How do I find the pulling force required to lift an object in a system of 3 pulleys? 
In the image above, assume that the person is lifting the 12.5 kg weight at a constant velocity and the pulleys are frictionless. In this case, what would the pulling force be?
Here's what I've tried:
I assumed that the resultant force on the pulley A would be equal to the tension T. Since the velocity is constant, the acceleration is 0.
T - 125 = 12.5 * 0
=> T = 125 N
So the resultant force on the pulley A is 125 N.
Here's the part I'm unsure about:
If the resultant force on the pulley A is 125 N, then should the tension on both sides of pulley B also be 125 N? And if so, would the tension on both sides of pulley C also be 125 N (which would result in a pulling force of 125 N)? Or would the resultant force from pulley A be divided somehow?
 A: You're missing a few things, which is why your answer isn't as you expect. I'll solve this two ways - using tensions (as you did), and using conservation of energy. We will see that they give the same answer.
Working using tension.
Your big omission here is that, from the point of view of pulley A, there are * two * downward forces on it (other than its own weight which we ignore), not one.
Look at the rope that starts at the ground, runs round pulley A, and attaches to the weight. That rope has tension in it. When the weight is just about to lift more, the tension pulling it up must be just about /more than 125 N (taking g as 10 for simplicity, actually it's closer to 9.8).
That tension is in all of that rope. So pulley A experiences that tension * twice* - once as a tension on the left side, where the ground is 'trying' to pull down the pulley, with tension 125N, and again on the right side where the weight is also pulling downward, creating a tension in the right half of the rope, of 125N. At the top of A, these two tensions in the bottom rope are equal and opposite (and both pull horizontally!), so they cancel. But vertically, pulley A experiences 250N downward because of them.
As A is in equilibrium, it must also have a balancing force upward of 250N as well, so the tension in the upper rope must be 250N. So this is the force you must exert to hold it stationary.
Answer - pull with force 250N.
(Comment on tensions at B and C: At pulley B, the tension at the left of B is 250N, so the tension on the right of B is also 250N. That means the tension on the left of C is 250N, so the tension on the right of C is 250N, so we are pulling with a force of 250N. In effect, the rope from A-B-C-human is one rope, with the same tension throughout (as it's not moving internally!), so the tension at A is the force applied by the human at the right. Looked at another way, B and C change the direction of the rope, and the direction of the tension in it,  but they don't change the size of that tension)
Working using energy.
You can also solve this using conservation of energy (assuming no friction).
Suppose we pull the rope by some small amount, call it 'h'. By looking at how the pulleys are arranged, we can confirm that the weight would be lifted by twice that amount, or 2h. 
(Example: suppose there was 50cm of rope each side of pulley A, so the total rope length around A is 100cm. Imagine that we pull the rope at C by 1cm. Then A will rise by 1cm. So there will now be 51cm of rope on the left side of A, so there must be 49cm on the right side. So the weight is 2cm off the ground, so it has risen by 2cm)
The work done is calculated as the force used x the distance the force worked.


*

*Work done by weight (= potential energy gained by weight): the change in energy  when an object moves against gravity is given by a well known formula: (mass) x (g) x (distance moved). The mass is 12.5 kg, gravity is say 10 m/s2 and the distance raised is 2h. Total potential energy gained = 12.5 x 10 x 2h = 250h.

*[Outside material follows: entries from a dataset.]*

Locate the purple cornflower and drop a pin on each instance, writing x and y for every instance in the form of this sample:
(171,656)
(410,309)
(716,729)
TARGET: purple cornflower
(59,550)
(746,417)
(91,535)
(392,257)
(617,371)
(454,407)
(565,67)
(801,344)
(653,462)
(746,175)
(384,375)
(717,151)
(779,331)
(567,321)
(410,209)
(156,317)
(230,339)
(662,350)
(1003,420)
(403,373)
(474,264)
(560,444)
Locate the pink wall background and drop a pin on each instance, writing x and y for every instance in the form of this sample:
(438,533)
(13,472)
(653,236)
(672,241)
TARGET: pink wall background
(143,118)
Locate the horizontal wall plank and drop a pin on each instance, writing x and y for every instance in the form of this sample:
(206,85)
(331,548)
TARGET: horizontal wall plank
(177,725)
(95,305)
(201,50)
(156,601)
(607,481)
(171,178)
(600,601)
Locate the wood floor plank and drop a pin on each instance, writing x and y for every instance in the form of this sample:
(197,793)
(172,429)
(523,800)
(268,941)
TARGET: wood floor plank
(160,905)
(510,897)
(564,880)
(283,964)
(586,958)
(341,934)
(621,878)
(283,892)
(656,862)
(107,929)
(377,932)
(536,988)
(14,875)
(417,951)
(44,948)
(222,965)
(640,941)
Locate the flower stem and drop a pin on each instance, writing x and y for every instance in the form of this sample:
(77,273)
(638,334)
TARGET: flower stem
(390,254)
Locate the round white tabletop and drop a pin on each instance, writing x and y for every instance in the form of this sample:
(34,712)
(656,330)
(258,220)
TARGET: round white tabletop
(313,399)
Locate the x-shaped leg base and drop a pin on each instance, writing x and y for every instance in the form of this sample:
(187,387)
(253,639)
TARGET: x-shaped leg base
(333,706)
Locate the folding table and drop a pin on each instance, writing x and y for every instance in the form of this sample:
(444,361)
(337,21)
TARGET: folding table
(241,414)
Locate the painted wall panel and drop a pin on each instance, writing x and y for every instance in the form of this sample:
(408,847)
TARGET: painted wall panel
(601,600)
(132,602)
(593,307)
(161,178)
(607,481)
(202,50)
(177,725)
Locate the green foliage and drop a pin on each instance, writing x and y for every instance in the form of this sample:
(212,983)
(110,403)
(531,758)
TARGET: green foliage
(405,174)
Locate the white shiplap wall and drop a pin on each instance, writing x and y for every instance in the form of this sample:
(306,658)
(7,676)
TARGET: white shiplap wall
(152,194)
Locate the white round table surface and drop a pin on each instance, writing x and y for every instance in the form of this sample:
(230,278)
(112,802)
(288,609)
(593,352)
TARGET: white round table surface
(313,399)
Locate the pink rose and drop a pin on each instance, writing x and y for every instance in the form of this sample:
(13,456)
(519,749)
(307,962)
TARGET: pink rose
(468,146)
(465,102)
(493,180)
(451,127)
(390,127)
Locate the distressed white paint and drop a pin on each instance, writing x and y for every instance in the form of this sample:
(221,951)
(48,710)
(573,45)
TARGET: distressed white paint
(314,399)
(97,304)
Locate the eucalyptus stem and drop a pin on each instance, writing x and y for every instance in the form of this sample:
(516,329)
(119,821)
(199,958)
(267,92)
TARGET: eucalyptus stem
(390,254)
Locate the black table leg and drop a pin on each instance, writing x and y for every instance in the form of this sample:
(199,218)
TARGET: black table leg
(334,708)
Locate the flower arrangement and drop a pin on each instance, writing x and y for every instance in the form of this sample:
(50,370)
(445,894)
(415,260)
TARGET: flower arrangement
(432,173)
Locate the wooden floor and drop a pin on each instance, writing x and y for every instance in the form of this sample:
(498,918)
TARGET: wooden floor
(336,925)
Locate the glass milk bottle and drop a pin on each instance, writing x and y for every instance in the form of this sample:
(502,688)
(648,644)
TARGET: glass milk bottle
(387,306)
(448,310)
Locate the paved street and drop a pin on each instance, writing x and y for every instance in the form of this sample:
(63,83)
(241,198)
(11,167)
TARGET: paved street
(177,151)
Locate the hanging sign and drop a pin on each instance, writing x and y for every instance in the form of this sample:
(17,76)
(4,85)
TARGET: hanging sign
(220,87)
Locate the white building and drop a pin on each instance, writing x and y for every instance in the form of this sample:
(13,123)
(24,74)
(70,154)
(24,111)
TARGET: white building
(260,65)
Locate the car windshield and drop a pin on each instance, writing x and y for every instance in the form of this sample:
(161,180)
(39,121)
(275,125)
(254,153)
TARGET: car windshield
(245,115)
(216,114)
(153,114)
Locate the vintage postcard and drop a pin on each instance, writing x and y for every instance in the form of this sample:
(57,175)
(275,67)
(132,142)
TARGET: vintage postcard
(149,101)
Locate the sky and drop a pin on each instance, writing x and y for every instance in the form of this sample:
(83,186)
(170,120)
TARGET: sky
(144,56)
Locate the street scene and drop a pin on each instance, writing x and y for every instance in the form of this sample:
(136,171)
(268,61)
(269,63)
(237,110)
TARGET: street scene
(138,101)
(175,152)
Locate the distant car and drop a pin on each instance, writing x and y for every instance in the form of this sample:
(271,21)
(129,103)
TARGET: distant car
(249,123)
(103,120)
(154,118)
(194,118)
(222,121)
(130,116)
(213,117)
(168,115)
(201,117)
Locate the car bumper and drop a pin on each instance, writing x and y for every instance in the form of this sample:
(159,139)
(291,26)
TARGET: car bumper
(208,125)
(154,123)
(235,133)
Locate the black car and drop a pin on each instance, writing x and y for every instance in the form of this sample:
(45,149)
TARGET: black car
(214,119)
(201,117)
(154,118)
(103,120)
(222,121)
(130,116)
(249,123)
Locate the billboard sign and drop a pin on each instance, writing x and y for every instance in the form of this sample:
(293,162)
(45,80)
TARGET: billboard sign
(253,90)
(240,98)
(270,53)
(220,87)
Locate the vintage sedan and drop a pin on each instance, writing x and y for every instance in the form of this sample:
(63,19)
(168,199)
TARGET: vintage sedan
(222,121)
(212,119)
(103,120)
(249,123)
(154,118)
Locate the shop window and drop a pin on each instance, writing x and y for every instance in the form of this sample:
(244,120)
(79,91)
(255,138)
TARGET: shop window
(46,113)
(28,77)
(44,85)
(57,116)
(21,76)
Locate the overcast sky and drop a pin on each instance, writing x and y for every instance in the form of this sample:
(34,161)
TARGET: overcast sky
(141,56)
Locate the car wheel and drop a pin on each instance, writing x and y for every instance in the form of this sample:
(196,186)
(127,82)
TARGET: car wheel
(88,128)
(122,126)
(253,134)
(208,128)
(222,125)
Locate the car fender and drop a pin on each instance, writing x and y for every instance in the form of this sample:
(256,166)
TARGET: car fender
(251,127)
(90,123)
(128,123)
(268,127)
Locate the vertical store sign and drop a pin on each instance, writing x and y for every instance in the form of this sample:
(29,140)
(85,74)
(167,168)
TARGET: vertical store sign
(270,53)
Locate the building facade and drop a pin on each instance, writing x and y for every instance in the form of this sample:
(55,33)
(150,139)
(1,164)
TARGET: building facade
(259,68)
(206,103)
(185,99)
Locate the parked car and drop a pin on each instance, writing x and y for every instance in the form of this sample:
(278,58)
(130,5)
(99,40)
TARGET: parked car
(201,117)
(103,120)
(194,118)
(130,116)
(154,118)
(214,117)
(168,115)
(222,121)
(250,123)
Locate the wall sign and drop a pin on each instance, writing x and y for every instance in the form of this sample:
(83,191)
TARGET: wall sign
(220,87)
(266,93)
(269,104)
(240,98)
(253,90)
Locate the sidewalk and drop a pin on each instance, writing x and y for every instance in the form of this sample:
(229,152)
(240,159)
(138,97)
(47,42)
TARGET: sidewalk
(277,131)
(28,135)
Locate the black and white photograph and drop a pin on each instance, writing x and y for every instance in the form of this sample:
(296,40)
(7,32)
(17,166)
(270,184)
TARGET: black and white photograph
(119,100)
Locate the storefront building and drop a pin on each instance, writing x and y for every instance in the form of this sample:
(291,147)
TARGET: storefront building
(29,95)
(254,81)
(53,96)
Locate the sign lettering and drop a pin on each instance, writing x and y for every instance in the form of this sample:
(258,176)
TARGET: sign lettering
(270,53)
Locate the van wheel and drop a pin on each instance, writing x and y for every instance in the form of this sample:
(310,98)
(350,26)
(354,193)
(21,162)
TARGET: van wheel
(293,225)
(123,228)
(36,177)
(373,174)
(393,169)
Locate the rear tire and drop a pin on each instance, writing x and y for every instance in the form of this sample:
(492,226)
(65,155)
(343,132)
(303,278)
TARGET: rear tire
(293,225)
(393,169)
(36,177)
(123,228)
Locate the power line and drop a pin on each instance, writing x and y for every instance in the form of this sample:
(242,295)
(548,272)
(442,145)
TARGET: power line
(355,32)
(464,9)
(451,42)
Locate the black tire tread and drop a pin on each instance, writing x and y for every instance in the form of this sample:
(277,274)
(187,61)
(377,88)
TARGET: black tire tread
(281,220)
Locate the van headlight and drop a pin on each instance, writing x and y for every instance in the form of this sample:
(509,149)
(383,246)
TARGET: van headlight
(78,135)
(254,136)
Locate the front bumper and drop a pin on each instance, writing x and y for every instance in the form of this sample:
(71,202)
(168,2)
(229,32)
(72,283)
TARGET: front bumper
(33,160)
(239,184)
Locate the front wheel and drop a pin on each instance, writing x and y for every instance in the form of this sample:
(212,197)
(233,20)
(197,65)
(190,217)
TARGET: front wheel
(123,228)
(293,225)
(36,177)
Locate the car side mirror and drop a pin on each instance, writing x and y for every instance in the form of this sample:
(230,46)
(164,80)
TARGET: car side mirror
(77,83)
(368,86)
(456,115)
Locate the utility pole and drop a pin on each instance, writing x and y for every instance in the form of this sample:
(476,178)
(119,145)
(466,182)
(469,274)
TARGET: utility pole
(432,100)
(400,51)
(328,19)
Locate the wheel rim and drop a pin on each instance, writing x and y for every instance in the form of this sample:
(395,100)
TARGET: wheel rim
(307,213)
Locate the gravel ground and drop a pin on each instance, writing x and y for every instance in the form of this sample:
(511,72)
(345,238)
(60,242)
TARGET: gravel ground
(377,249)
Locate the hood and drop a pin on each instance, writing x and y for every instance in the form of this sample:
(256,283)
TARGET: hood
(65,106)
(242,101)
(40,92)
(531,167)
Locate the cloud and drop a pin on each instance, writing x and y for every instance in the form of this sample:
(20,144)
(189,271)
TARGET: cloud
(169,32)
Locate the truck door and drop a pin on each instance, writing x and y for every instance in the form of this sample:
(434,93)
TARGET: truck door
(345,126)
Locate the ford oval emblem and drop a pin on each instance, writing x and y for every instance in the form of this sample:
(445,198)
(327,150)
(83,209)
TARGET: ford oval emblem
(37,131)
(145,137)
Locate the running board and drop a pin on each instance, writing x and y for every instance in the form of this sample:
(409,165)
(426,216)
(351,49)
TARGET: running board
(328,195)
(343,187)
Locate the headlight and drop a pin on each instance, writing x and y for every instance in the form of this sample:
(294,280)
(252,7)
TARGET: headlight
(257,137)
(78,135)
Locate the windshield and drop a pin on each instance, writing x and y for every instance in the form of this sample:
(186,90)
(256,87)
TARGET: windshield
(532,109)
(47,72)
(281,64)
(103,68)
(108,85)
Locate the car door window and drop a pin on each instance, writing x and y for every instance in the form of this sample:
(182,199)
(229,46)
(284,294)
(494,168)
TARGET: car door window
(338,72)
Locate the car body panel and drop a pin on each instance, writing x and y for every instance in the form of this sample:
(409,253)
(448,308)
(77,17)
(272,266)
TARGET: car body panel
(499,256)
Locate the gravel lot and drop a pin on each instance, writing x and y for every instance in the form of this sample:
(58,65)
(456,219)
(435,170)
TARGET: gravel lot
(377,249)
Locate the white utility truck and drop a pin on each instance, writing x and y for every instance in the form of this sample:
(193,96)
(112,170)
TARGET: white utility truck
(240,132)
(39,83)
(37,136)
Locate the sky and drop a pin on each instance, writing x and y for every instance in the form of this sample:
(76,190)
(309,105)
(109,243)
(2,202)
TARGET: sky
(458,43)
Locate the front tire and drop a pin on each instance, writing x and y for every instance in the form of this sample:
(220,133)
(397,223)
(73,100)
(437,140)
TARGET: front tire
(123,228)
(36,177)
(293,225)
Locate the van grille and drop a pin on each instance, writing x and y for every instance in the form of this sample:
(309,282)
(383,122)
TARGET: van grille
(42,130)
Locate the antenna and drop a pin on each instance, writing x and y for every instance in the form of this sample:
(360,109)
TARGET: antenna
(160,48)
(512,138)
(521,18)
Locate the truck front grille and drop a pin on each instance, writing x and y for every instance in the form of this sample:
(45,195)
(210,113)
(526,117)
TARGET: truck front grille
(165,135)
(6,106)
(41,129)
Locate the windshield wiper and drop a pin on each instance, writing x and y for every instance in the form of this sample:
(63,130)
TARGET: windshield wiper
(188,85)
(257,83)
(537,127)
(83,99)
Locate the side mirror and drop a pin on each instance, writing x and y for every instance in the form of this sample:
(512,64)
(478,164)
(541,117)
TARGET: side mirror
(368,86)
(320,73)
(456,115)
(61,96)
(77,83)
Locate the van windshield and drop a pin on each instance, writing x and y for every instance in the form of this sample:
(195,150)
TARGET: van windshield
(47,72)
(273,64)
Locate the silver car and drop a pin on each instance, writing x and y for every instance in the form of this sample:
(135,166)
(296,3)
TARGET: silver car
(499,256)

*Work done by human: the work done is whatever force they had to use (call it F), times the distance that force acted through (which was 'h'). So work done is Fh.
Assuming no friction, the work done equals the potential energy gained (human did work, weight gained altitude, no energy was gained or lost by the system as a whole). So 250h = Fh. So F=250. 
The force used was 250 N, same result.
A: While analyzing tensions in the ropes is a valid way to solve this problem, one can also consider that:
$$ F = \frac{dE}{dx}$$
so lifting the weight a distance $x$ off the ground (which is plain old lifting, $F=mg$), you have to pull the rope a distance $x/2$, so the force should be $2mg$.
Note that the main purpose of pulleys B and C is obfuscation.